Chemical and biological processes that occur in and on the seafloor can create chemical exchange of elements with seawater and make significant contributions to carbon and nutrient cycling in shallow coastal systems. However, these processes are exceedingly difficult to measure directly in the ocean, with no satisfactory methods currently available to quantify their full impact. The researchers undertaking this project have developed a unique, field instrument referred to as the Eddy Covariance H+ and O2 Exchange System (ECHOES). These novel measurements of hydrogen ion (H+) and oxygen (O2) exchange between the seafloor and the overlying seawater will allow unique, direct evaluation of the important linked biological and chemical reactions. Data from ECHOES will transform understanding of the potentially critical contribution of seafloor processes to the resilience of coastal ecosystems experiencing rapid changes in seawater chemistry. Results from this project will provide critical data for improved models of the consequences of coastal acidification. Additionally, this project will fund an early career scientist and the mentorship of undergraduate students in ocean science research through the Woods Hole Oceanographic Institute's Summer Student Fellowship Program.

Laboratory experiments have successfully examined the benthic response of individual organisms and chemical reactions to stress related to changing seawater chemistry but the integrated response of intact ecosystems has been very difficult to quantify due to unsatisfactory methods for in situ measurements of the required suite of biogeochemical fluxes.
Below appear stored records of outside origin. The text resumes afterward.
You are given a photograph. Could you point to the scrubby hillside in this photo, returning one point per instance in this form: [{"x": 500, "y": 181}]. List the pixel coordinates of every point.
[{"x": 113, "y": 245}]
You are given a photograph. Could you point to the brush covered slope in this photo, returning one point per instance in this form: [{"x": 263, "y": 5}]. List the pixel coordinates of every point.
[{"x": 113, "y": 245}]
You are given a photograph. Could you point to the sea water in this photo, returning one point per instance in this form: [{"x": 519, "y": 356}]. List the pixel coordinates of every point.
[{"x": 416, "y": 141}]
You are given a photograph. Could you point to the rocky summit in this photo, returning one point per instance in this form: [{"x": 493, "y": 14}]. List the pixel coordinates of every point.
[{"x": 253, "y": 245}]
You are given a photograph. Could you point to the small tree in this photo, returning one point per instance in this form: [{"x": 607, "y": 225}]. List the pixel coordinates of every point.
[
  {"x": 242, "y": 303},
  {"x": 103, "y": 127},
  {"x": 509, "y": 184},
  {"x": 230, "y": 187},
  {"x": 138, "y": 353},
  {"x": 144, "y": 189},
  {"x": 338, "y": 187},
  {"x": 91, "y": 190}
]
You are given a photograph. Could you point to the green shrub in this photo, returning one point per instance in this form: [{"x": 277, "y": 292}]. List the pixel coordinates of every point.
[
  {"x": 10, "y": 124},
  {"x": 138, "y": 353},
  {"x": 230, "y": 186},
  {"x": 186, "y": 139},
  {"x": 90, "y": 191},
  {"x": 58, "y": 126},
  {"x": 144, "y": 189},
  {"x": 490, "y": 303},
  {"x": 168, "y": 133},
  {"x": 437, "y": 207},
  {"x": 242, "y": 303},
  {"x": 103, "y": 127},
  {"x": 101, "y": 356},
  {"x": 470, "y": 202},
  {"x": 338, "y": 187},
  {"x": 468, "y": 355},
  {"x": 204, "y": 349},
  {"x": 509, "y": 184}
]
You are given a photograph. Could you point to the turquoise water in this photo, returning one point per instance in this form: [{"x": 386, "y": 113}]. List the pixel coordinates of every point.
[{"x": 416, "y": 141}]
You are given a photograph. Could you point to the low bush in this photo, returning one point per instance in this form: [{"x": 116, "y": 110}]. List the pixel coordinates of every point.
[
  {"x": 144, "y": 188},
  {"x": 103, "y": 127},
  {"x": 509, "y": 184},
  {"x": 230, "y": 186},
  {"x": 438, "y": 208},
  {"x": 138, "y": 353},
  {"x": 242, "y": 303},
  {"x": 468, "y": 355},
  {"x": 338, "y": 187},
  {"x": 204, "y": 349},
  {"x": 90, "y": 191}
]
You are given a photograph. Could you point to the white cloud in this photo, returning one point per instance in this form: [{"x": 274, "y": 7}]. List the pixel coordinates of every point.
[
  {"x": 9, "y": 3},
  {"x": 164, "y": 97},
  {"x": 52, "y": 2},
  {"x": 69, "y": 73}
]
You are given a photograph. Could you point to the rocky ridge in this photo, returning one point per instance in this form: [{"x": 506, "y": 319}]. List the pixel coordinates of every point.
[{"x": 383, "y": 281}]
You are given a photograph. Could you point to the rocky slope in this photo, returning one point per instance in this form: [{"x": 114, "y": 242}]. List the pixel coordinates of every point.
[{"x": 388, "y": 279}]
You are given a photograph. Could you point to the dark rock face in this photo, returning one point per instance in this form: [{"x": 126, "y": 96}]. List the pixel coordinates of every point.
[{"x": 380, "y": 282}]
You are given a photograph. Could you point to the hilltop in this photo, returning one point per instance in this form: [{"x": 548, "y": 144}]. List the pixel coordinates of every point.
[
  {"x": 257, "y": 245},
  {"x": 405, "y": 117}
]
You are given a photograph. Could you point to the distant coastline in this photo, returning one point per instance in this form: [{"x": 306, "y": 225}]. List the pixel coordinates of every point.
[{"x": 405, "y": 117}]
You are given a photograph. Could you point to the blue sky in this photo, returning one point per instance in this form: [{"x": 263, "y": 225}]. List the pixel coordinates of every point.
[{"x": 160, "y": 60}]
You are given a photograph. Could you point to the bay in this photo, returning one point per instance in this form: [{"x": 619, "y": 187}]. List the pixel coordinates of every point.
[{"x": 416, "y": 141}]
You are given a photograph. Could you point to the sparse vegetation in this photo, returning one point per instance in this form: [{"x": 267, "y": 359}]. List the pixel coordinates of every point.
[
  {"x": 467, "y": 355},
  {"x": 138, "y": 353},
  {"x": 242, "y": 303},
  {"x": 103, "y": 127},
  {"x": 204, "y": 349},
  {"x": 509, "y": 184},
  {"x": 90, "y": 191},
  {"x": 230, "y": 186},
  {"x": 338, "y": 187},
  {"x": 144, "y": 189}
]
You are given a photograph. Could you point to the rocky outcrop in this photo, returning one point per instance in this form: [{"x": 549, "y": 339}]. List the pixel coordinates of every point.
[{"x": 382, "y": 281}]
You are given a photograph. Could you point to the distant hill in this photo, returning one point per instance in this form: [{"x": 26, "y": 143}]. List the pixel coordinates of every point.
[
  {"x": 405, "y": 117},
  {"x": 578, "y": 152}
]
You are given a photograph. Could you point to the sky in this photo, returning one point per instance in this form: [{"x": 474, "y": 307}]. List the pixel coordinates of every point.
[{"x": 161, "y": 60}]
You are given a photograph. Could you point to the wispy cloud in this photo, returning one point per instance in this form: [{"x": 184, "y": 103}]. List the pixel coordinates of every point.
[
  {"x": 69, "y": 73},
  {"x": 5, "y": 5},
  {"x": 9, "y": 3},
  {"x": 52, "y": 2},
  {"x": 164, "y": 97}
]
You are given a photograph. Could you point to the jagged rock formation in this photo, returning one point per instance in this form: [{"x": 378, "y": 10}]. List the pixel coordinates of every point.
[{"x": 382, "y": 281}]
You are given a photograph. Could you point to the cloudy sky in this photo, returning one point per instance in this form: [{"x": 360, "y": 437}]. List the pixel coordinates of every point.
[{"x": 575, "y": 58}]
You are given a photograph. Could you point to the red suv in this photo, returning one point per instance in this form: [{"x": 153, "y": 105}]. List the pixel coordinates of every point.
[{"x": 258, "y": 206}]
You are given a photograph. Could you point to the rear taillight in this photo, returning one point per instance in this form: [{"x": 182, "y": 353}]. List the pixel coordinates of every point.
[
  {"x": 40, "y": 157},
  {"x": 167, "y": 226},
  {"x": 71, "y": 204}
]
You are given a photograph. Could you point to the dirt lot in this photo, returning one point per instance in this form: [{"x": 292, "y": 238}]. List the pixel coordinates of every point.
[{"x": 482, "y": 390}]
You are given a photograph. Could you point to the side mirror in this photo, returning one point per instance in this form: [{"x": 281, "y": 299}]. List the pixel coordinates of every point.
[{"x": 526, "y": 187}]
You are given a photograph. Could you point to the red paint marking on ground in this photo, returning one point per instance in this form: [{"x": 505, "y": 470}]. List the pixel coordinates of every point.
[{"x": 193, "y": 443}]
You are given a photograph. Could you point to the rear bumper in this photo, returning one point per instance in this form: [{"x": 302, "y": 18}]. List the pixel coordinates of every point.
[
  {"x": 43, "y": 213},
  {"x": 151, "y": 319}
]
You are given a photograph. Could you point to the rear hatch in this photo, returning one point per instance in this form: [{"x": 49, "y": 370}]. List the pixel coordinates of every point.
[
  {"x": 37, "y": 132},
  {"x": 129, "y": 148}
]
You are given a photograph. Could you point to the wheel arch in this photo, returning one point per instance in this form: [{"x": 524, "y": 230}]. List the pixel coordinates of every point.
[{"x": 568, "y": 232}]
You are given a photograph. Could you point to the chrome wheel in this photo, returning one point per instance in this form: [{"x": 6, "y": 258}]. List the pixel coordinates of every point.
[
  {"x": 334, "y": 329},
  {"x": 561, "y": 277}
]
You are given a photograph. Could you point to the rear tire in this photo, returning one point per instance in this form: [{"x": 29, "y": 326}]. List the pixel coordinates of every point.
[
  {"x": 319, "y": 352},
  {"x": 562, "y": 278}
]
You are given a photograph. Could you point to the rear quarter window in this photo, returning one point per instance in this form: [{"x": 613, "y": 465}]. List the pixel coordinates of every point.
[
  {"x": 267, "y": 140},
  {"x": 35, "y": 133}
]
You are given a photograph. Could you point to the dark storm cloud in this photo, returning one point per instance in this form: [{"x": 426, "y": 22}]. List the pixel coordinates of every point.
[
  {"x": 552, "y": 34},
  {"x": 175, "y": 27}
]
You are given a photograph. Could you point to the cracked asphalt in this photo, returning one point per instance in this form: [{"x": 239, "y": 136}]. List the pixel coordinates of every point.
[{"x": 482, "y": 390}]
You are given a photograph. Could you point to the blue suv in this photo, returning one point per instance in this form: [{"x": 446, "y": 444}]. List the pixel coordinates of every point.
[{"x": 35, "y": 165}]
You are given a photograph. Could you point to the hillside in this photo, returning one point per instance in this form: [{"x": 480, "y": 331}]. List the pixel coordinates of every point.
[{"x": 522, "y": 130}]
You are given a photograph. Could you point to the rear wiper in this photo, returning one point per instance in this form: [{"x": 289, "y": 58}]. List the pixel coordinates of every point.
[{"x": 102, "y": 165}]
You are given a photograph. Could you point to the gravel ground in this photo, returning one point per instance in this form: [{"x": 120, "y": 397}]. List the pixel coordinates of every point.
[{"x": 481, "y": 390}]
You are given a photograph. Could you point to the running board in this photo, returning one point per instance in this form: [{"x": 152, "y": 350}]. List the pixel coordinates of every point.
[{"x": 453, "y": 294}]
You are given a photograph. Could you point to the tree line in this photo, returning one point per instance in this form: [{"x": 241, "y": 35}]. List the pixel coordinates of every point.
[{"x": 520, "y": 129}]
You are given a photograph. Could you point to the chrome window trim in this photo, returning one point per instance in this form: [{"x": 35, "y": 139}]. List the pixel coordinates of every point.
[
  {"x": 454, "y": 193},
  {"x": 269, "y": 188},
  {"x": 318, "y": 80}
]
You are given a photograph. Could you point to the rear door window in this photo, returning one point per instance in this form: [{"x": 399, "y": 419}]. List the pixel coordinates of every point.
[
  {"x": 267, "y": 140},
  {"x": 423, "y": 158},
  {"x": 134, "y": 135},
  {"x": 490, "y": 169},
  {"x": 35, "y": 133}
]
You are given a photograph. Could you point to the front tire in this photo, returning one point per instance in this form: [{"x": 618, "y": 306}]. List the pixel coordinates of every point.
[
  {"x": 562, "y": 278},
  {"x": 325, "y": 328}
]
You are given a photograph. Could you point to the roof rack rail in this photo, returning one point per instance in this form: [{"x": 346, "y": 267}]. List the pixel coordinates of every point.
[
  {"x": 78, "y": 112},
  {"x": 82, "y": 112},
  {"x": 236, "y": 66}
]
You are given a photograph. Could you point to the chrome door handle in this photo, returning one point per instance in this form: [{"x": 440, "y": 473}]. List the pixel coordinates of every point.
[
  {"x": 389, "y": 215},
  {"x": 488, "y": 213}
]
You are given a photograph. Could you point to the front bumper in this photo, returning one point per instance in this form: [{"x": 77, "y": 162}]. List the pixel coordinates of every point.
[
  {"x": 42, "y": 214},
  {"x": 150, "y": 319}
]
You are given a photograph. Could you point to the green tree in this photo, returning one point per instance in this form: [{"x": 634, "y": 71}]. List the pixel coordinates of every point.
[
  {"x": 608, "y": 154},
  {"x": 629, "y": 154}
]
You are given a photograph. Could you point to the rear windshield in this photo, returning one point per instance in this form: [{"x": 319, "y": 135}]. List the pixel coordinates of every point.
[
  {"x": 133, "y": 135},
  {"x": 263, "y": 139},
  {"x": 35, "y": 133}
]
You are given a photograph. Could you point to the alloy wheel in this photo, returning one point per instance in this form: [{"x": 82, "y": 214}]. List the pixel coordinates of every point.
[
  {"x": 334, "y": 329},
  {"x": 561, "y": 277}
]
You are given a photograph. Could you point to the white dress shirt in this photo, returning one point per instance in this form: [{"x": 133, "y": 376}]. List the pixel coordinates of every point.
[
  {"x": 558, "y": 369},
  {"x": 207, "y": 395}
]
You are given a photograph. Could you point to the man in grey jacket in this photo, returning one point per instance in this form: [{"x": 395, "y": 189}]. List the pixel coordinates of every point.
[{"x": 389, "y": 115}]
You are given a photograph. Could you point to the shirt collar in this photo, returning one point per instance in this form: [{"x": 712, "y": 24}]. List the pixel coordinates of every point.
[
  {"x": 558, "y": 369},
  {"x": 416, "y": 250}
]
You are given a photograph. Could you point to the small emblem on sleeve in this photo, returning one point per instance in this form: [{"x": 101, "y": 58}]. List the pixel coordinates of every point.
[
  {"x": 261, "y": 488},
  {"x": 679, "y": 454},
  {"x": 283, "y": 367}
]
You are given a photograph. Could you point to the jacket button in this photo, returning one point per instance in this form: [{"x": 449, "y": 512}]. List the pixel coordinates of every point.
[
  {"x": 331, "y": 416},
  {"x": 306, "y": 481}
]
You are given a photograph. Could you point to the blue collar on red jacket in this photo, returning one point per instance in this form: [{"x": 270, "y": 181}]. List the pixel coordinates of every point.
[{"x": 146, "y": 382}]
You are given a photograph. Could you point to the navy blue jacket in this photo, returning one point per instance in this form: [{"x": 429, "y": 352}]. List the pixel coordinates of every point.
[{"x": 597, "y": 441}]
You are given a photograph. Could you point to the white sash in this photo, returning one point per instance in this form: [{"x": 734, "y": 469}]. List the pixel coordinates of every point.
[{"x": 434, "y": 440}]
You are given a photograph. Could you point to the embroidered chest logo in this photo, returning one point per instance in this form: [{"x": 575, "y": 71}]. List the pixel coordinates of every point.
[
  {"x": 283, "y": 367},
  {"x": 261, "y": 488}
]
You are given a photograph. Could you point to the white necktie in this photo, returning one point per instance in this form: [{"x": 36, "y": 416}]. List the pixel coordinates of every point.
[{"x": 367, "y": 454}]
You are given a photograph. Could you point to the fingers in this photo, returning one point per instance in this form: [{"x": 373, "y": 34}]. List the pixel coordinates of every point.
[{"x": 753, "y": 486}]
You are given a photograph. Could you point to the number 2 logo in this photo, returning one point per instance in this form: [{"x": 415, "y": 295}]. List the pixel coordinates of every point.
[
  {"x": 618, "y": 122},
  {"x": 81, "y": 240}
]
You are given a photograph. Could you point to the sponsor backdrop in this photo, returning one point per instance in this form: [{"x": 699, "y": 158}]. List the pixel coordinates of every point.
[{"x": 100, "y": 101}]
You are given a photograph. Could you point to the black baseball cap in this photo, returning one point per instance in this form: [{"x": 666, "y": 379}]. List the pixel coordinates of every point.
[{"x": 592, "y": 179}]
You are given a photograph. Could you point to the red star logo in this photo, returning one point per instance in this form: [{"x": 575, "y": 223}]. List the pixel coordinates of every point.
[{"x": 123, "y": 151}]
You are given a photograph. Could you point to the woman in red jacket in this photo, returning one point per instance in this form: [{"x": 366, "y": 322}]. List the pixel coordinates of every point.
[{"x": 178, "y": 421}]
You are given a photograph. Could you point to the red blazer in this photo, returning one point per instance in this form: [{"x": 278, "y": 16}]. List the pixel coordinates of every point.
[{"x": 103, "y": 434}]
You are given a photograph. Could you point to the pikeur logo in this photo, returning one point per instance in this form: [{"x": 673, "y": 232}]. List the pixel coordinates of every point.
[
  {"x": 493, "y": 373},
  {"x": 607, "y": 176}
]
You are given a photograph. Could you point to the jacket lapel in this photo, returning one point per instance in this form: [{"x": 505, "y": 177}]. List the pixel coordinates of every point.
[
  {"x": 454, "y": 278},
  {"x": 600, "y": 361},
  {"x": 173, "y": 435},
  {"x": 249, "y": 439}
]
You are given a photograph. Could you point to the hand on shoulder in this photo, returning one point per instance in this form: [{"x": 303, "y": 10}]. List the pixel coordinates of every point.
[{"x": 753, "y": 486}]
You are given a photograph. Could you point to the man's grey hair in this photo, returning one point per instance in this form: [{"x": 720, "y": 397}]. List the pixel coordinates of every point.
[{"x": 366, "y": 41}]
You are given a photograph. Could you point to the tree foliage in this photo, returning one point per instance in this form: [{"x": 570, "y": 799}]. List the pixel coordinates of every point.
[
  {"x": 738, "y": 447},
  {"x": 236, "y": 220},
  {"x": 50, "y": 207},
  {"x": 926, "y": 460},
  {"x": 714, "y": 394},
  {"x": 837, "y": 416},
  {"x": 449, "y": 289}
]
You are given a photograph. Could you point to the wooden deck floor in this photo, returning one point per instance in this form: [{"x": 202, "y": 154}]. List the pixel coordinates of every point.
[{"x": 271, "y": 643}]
This deployment of ECHOES at a variety of carbonate-dominated seafloor sites in Bermuda is a pioneering effort to simultaneously measure net community production (NCP) and net community calcification (NCC). The study will focus on traditionally difficult-to-study systems including complex reefs, vertical seagrass canopies, and bare permeable sediments, evaluating diel variability, patchiness, and the impact of upstream fluxes on downstream ecosystems. Important biogeochemical parameters (e.g. pH, CO2, O2, alkalinity, etc.) in these productive shallow environments can experience daily fluctuations over a greater dynamic range than 100-year model projections for the open ocean due to increasing atmospheric CO2. Therefore, the novel field data generated by this research will help define the potentially critical and heretofore ill-defined role for shallow, productive carbonate sediments in predictive models of ecosystem response to ocean acidification.